Теперь Джентри перешел к большому дисплею на проекционном столе.
– Есть миры внутри миров, – продолжал он, не ожидая ответа на свой вопрос. – Макрокосм, микрокосм. Сегодня вечером мы перетащили через подвесной мост целую Вселенную, то есть то, что вверху, похоже на то, что внизу... Конечно, было совершенно очевидно, что подобные вещи должны существовать, но я не смел и надеяться... – Он с наигранной скромностью по-мальчишески оглянулся через расшитое черным бисером плечо. – А теперь, – сказал он, – мы посмотрим на форму Вселенной, куда отправился путешествовать наш гость.
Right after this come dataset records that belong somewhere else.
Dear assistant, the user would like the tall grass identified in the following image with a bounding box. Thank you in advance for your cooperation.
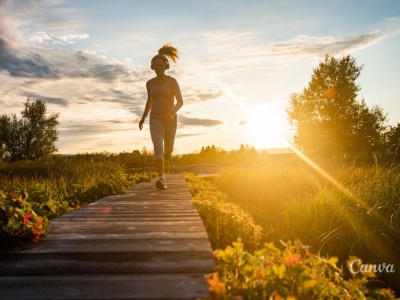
[211,158,400,290]
[0,154,155,218]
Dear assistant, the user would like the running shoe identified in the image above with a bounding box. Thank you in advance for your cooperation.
[156,180,167,190]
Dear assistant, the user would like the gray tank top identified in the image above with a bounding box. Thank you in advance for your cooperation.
[150,77,175,118]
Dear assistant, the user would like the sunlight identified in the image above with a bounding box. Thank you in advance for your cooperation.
[248,103,284,148]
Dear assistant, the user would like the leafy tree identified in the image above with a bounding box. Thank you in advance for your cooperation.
[287,55,386,154]
[0,98,59,161]
[385,123,400,153]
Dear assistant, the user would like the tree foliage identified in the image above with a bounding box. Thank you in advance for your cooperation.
[385,123,400,153]
[0,98,59,161]
[287,55,386,154]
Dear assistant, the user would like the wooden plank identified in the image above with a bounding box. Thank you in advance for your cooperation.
[0,174,214,299]
[0,274,207,300]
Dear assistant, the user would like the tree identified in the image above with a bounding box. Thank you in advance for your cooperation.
[0,98,59,161]
[287,55,386,154]
[385,123,400,154]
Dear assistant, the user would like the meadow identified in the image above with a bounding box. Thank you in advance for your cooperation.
[0,153,156,242]
[187,155,400,293]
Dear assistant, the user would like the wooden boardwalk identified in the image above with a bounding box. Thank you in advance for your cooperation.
[0,174,214,300]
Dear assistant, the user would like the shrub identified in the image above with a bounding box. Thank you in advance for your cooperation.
[0,191,49,242]
[207,239,394,300]
[185,173,262,250]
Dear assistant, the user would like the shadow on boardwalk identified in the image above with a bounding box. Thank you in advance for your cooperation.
[0,174,214,300]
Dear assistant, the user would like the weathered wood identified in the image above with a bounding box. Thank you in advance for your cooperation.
[0,174,214,299]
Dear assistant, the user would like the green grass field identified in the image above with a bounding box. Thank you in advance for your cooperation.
[186,155,400,292]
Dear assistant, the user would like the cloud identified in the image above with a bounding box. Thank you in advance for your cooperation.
[67,64,130,82]
[195,30,387,70]
[178,115,224,127]
[24,92,68,106]
[0,2,58,78]
[260,31,385,56]
[176,132,207,138]
[0,38,59,78]
[182,89,224,105]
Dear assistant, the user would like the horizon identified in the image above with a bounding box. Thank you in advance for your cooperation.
[0,0,400,154]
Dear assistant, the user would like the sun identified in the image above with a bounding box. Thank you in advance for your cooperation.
[247,105,284,149]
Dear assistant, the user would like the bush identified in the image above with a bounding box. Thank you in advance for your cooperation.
[0,191,49,242]
[208,239,394,300]
[185,173,262,250]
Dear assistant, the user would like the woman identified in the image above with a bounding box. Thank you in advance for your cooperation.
[139,44,183,189]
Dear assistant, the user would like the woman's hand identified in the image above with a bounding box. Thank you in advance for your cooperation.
[165,111,176,121]
[139,117,146,130]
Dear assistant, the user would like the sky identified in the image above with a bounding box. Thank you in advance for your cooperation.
[0,0,400,154]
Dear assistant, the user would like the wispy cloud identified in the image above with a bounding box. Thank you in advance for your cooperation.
[178,115,224,127]
[258,31,385,56]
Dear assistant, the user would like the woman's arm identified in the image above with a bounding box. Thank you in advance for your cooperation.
[139,81,153,130]
[172,78,183,114]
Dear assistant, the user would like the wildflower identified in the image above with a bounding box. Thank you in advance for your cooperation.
[22,212,35,223]
[286,254,300,267]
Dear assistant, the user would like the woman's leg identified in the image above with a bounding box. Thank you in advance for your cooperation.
[164,115,178,159]
[150,116,165,177]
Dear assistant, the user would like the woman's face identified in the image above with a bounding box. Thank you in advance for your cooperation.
[153,58,166,75]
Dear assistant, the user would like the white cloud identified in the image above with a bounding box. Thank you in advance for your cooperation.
[56,33,90,44]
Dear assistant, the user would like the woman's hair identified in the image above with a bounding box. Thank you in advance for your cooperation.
[151,43,179,69]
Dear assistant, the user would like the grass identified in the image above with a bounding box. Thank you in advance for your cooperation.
[0,155,156,238]
[197,156,400,292]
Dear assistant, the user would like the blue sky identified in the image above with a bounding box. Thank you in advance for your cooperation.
[0,0,400,153]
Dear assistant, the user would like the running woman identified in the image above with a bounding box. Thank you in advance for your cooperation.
[139,44,183,189]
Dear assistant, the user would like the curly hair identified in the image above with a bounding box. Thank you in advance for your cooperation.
[151,43,179,68]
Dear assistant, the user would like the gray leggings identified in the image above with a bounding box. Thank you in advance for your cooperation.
[150,115,178,159]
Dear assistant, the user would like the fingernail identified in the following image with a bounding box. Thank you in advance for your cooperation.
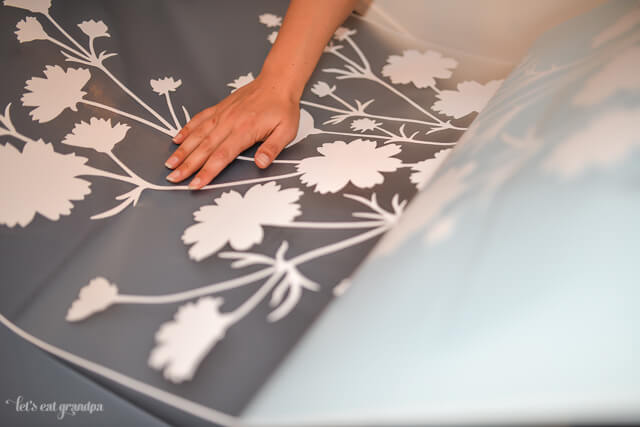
[167,171,180,182]
[164,156,178,169]
[173,131,184,143]
[256,153,269,168]
[189,177,202,190]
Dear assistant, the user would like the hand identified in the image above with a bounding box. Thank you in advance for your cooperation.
[165,73,300,190]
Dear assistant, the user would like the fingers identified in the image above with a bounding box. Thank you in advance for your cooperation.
[167,127,229,183]
[189,132,255,190]
[173,105,216,144]
[254,123,297,169]
[164,116,226,169]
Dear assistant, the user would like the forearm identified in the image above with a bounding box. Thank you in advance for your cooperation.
[260,0,357,100]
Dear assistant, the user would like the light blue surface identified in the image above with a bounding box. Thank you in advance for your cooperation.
[245,1,640,425]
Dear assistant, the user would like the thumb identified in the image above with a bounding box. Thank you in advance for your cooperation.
[254,124,296,169]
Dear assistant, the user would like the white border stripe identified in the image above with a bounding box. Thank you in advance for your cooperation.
[0,313,240,426]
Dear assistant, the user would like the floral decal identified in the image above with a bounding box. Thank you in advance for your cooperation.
[0,0,504,383]
[67,277,118,322]
[62,117,129,153]
[0,140,91,227]
[298,139,402,194]
[22,65,91,123]
[16,16,49,43]
[382,50,458,89]
[149,297,230,383]
[433,80,502,119]
[4,0,51,13]
[78,19,111,39]
[182,182,302,261]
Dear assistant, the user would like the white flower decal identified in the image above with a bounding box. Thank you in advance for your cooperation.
[544,109,640,179]
[4,0,51,13]
[297,139,402,194]
[16,16,49,43]
[287,108,320,148]
[62,117,129,153]
[149,297,232,383]
[410,148,452,190]
[351,117,382,132]
[371,163,475,257]
[258,13,282,28]
[0,140,91,227]
[433,80,502,119]
[182,181,302,261]
[382,49,458,89]
[227,73,255,93]
[149,77,182,95]
[78,19,111,39]
[311,82,336,98]
[573,46,640,106]
[333,27,356,41]
[66,277,118,322]
[21,65,91,123]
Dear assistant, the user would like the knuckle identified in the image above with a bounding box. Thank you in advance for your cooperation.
[211,147,233,165]
[178,160,193,173]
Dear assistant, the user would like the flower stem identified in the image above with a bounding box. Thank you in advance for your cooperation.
[80,166,139,185]
[43,12,90,58]
[47,36,89,61]
[367,74,444,125]
[329,93,357,111]
[329,49,365,72]
[164,91,182,129]
[346,36,371,71]
[300,100,438,126]
[108,151,149,186]
[229,272,284,324]
[236,156,300,165]
[148,172,304,191]
[80,99,175,136]
[115,267,275,304]
[318,130,456,147]
[276,221,385,230]
[115,225,389,310]
[289,224,389,265]
[95,63,178,132]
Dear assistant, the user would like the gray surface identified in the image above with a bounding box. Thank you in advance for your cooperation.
[0,1,510,423]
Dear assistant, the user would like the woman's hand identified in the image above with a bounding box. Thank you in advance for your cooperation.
[165,0,356,189]
[165,73,300,189]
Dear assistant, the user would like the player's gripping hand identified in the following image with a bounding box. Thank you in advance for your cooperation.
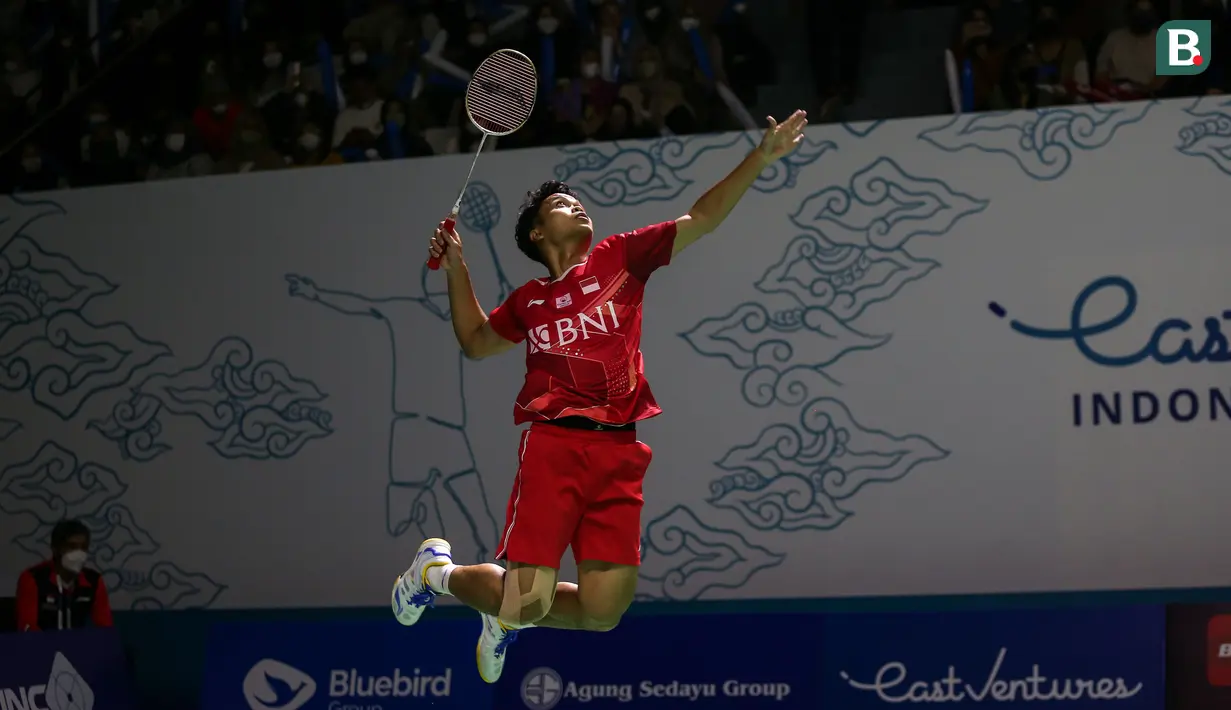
[427,216,465,271]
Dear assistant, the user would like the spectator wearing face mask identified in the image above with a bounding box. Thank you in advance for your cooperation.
[10,143,68,192]
[145,119,214,181]
[16,521,112,631]
[4,43,43,112]
[526,2,579,86]
[332,71,384,149]
[619,47,688,133]
[192,80,244,160]
[214,111,287,175]
[1096,0,1167,98]
[291,123,346,167]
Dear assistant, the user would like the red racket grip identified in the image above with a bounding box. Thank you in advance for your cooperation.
[427,217,458,271]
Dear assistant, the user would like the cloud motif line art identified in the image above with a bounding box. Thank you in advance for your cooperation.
[89,336,332,461]
[710,397,948,532]
[918,101,1157,181]
[1176,96,1231,175]
[638,506,787,602]
[286,182,513,561]
[0,198,170,420]
[0,442,227,609]
[555,132,837,207]
[790,158,987,251]
[0,418,21,443]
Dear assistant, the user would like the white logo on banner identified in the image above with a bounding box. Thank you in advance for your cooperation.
[244,658,316,710]
[840,648,1141,703]
[522,668,564,710]
[0,652,94,710]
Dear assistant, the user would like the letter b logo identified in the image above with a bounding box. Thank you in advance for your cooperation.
[1155,20,1211,76]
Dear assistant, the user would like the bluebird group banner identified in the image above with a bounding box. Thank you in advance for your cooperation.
[199,616,491,710]
[495,614,822,710]
[821,607,1165,710]
[0,629,133,710]
[1167,604,1231,710]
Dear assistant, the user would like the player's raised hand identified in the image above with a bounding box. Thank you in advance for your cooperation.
[761,110,808,162]
[427,221,465,271]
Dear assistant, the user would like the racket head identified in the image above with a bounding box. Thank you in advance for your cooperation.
[465,49,538,135]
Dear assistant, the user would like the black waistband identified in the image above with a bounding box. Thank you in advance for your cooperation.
[543,417,636,432]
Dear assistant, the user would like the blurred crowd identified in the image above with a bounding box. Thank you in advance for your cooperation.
[0,0,773,192]
[952,0,1231,111]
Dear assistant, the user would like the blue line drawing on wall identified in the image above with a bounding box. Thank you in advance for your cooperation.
[0,198,170,420]
[1176,96,1231,175]
[0,442,227,609]
[555,132,837,207]
[756,234,940,322]
[89,336,332,461]
[638,506,787,602]
[0,418,21,442]
[918,101,1157,180]
[287,182,513,561]
[842,121,885,138]
[681,158,974,541]
[710,397,948,530]
[790,158,987,251]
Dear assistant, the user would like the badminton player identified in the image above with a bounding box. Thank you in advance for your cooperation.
[393,111,808,683]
И в этой форме, Слик Генри, я увижу...
Он коснулся клавиши подачи тока на краю проекционного стола. И закричал.
14. ИГРУШКИ
А вот и вправду чудесная штука, – сказал Петал, касаясь куба из розового дерева размером с голову Кумико. – Битва за Британию.
Над кубом возник ореол неонового света. Кумико наклонилась пониже и увидела, как, двигаясь будто в замедленной съемке, крохотный аэроплан развернулся и нырнул в серую пасть Лондона.
– Ее сделали, основываясь на военных хрониках, – пояснил Петал. – Камеры были установлены на прицелах.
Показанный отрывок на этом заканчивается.